For the reasons stated above, we conclude that changes in analyte extraction and/or matrix morphology induced by the physical and chemical properties of the underlying tissue type are the main root cause for the observed bias in signal intensity response in murine brain. While factors like ion suppression and salt concentration could be counteracted by the use of external standard applied on top or underneath the tissue section, adverse effects caused by extraction from tissue can only partly be accommodated using this strategy [32, 45]. Furthermore, the use of a specific exogenous standard may limit the analysis to a small number of targeted analyte species. Omitting the use of external standard, Hankin and Murphy successfully demonstrated how normalization strategies based on an abundant endogenous PC species can be used to correct for tissue-type-specific signal response [54]. This strategy however may be limited by the availability of an abundant and homogenously distributed endogenous lipid throughout the complete tissue section and is limited to the respective class of phospholipid.

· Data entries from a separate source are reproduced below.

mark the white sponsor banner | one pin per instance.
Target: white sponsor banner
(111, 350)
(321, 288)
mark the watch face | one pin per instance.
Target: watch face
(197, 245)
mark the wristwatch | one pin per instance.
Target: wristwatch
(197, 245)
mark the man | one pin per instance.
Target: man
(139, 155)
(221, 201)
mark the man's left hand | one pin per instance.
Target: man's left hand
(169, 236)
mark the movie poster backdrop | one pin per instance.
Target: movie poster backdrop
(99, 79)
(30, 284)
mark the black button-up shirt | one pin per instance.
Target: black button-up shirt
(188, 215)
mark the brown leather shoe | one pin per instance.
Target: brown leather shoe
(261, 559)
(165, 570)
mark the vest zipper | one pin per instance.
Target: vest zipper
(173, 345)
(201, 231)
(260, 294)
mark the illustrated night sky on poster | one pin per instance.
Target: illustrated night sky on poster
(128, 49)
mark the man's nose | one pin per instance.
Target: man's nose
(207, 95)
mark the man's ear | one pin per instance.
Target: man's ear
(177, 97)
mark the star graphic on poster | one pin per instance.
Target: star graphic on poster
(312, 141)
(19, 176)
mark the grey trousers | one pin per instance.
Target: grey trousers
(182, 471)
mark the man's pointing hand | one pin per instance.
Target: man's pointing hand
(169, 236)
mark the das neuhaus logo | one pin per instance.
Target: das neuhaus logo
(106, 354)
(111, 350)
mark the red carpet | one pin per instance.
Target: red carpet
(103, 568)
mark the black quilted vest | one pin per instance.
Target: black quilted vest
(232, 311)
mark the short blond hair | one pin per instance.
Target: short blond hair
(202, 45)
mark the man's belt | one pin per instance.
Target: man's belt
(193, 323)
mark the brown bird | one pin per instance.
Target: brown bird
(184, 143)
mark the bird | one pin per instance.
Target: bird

The results demonstrate that great care has to be taken in the interpretation of MALDI(-2)-MSI data and illustrate the need for robust and generally applicable quantification strategies. While laborious, MALDI-MSI-guided LMD with subsequent extraction and quantitative analysis may in the future allow to define reliable tissue-type-specific signal response factors for each class of lipids. Ultimately, this may enable a tissue-type-specific normalization without the use of exogenous standards that is guided by histological information.